Alan Butler, director ejecutivo del Electronic Privacy Information Centre, señala que el grueso de la actividad de vigilancia de nuestras comunicaciones se dirige al conjunto de la población, de la que el propio Gobierno dice estar defendiendo su libertad

Las lágrimas se mezclaron con el polvo que cubrió la ciudad de Nueva York. Pronto, esas lágrimas serían también de rabia. Con el World Trade Center se derrumbó el optimismo con que se veía el futuro más inmediato. La Guerra Fría había terminado con el desplome del bloque soviético, la principal amenaza de la democracia en todo el mundo. La victoria de la democracia hacía pensar que viviríamos unas décadas de paz y cooperación económica por medio del comercio internacional. El presupuesto de Defensa de los Estados Unidos era menos de un tercio del que manejaba en las postrimerías de la Guerra de Vietnam. Y quedaba por debajo de la mitad del que había en la época de Reagan, cuando se puso en marcha la Iniciativa de Defensa Estratégica: una malla de defensa anti misiles que se denominó en su momento star wars.

No sólo los Estados Unidos, sino las democracias occidentales se enfrentaban ahora a un nuevo enemigo. No se trata de poderosos Ejércitos, nutridos de centenares de miles de hombres uniformados y bien armados, acompañados por una poderosa industria de destrucción, con un Gobierno al mando. Ahora los enemigos, en el mejor de los casos, eran redes discretas e informales de fieles dispuestos a ganarse la vida con un fusil al hombro, y a perderla en un atentado suicida. En el peor, basta con que un traficante de drogas sin suerte pueda vehicular su rabia contra la sociedad en un atentado en nombre de Alá.

Este cambio en la faz del enemigo exigía, por parte de los Estados Unidos, un cambio radical de estrategia, y un modo distinto de entender la guerra y de llevarla al terreno.
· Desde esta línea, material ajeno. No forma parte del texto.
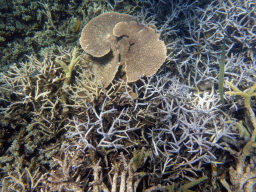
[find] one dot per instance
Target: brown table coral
(115, 40)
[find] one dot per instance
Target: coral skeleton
(63, 128)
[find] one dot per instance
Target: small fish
(77, 25)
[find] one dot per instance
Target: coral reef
(62, 131)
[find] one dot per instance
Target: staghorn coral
(179, 124)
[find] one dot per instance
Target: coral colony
(161, 97)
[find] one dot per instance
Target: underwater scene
(128, 95)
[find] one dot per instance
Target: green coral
(251, 145)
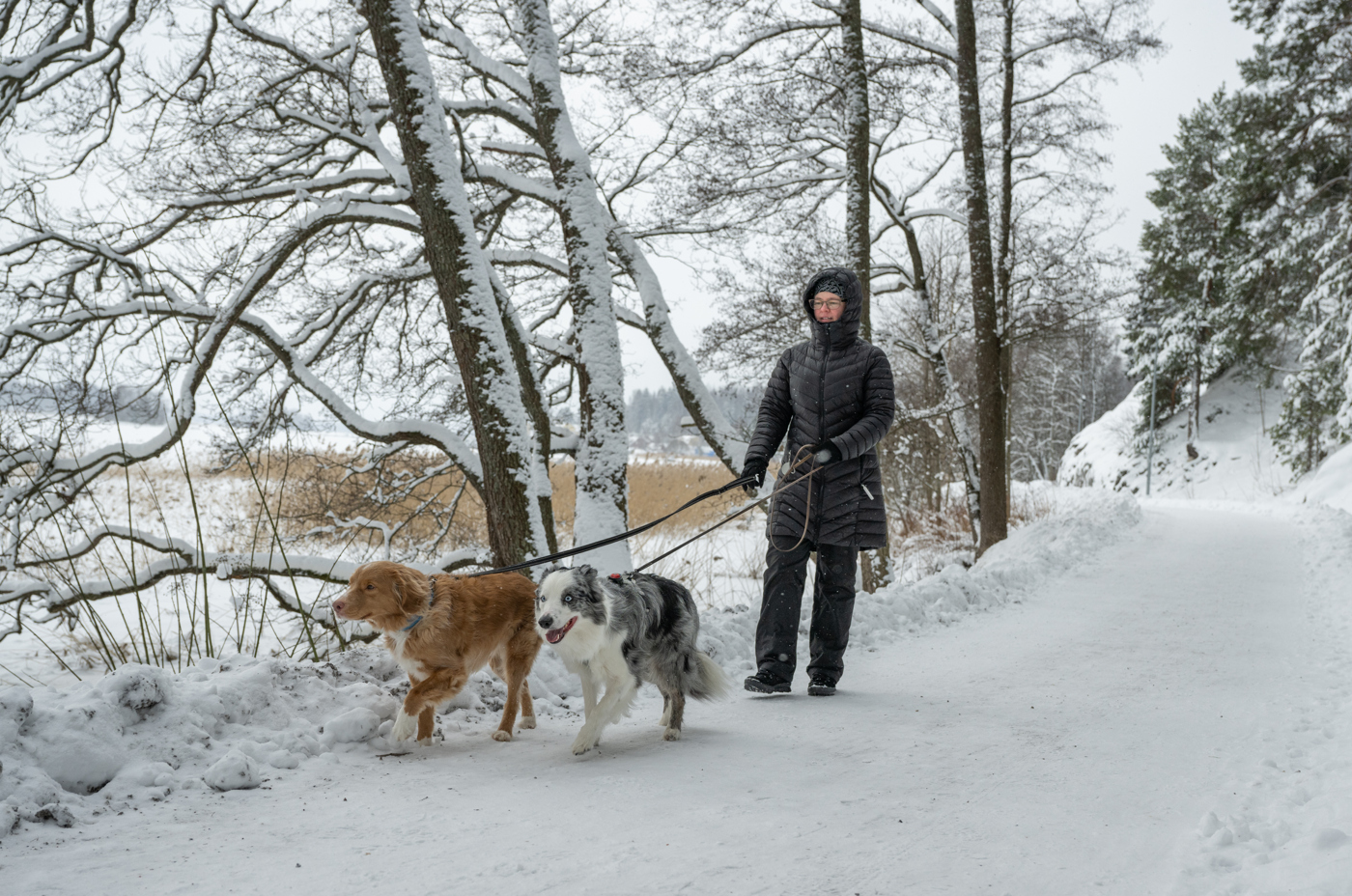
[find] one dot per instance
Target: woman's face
(828, 307)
Una respuesta fue la de sustituir a los gobiernos que sostuviesen a grupos terroristas. Los últimos acontecimientos en Afganistán dan la medida de su éxito.

Otra de las cuestiones que se suscitaron entonces fue la reforma de la inteligencia. A nadie se le había ocurrido que un grupo terrorista podría actuar contra el país de ese modo. La CIA llegó a contar con la opinión de algunos guionistas de cine, para que les señalasen otros puntos débiles.

También se suscitó la cuestión de si el problema que había tenido el país era si tenía demasiados centros de inteligencia, cada uno demasiado celoso de su información y sus conjeturas. Unos propusieron centralizar todos los servicios. Richard Posner, juez y economista, sugirió una solución más razonable: la información debe ser compartida. Pero es bueno que haya distintos centros de inteligencia, pues cada uno interpretará la información según un pensamiento propio. El resultado es una inteligencia más rica y variada, que en sucesivas lecturas puede arrojar mayor luz que un único centro de pensamiento.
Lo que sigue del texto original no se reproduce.